"When you look at the human brain, there are nerve cells, or neurons, and countless neurons are connected through synapses. The thinking structure of our brain is not arranged in standardized rows and columns. SAP's 'Knowledge Graph' structures these connections between neurons and synapses into a system that enables AI agents to perform tasks intelligently."
Dan Yu, Chief Marketing Officer for SAP Data & Analytics, made the remarks in an interview with The Seoul Economic Daily at the Orange County Convention Center in Orlando on Thursday local time. Yu oversees product strategy for SAP's data-related offerings, including SAP Business Data Cloud (BDC) and SAP Analytics Cloud.
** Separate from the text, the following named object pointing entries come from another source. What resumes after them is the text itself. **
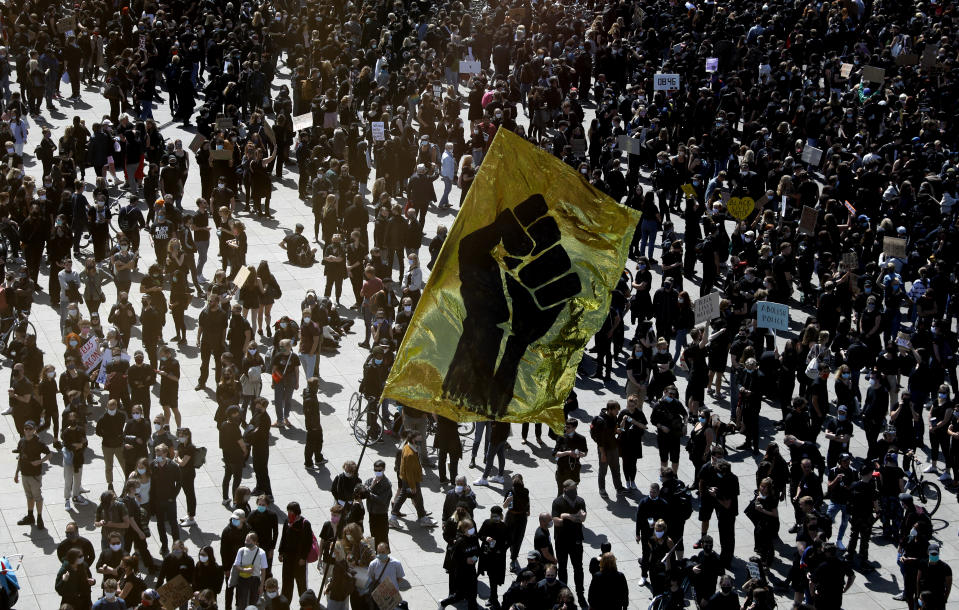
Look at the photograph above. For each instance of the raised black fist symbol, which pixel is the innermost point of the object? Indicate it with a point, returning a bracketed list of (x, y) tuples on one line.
[(536, 272)]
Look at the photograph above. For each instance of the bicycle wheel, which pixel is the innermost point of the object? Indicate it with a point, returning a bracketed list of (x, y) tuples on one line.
[(353, 411), (466, 430), (930, 495)]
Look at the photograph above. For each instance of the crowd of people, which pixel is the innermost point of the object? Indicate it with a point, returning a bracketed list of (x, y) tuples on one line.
[(831, 119)]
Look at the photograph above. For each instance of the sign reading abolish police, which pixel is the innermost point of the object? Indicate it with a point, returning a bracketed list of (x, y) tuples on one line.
[(521, 284)]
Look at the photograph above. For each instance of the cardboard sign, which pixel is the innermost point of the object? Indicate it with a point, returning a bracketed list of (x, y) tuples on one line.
[(268, 132), (175, 593), (241, 277), (67, 24), (872, 74), (707, 307), (196, 143), (894, 247), (774, 316), (470, 66), (907, 59), (90, 355), (807, 221), (386, 596), (812, 155), (850, 260), (740, 208), (629, 145), (665, 82), (303, 121)]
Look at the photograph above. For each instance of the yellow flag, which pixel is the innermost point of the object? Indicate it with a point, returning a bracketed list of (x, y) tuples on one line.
[(521, 284)]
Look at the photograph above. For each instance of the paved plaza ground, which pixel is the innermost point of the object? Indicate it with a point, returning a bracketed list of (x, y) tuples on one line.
[(419, 550)]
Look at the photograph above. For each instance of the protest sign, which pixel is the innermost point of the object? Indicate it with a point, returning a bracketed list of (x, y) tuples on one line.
[(741, 207), (774, 316), (666, 82), (807, 221), (707, 307), (894, 247), (812, 155)]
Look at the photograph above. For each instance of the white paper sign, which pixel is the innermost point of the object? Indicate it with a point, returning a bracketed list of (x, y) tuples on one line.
[(666, 82), (707, 307), (771, 315)]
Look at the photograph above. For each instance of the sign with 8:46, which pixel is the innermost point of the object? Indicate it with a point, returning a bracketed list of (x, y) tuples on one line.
[(666, 82)]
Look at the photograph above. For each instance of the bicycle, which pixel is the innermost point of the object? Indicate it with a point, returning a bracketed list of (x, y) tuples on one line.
[(10, 325), (366, 422), (927, 492)]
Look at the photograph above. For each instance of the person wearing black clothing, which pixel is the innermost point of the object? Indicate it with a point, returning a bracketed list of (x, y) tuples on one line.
[(234, 452), (164, 488), (295, 546), (259, 439), (569, 514), (464, 554), (211, 339), (650, 509), (570, 448)]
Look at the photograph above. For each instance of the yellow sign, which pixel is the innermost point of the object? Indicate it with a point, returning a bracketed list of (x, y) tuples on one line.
[(740, 208), (521, 285)]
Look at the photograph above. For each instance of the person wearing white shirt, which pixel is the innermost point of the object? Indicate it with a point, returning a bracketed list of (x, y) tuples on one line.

The Knowledge Graph Yu referred to is a new feature SAP launched late last year. The service visualizes a user's business structure as a network-like web. Because it does not organize data into tables or graphics, it is difficult for humans to compare the contents of a knowledge graph at a glance. However, the true value of the Knowledge Graph emerges when used with AI agents. Like the structure of neurons and synapses, it displays all relationships between genuinely related business elements, allowing AI agents to follow these connections to grasp business context and carry out tasks.
"SAP's AI agent 'Joule' performs thousands of different calculations simultaneously," Yu said. "The reason Joule knows exactly what to do based on user instructions is because the Knowledge Graph precisely captures corporate data and represents every connection." Yu emphasized, "The Knowledge Graph is the most critical factor enabling AI agents to plan and simulate tasks."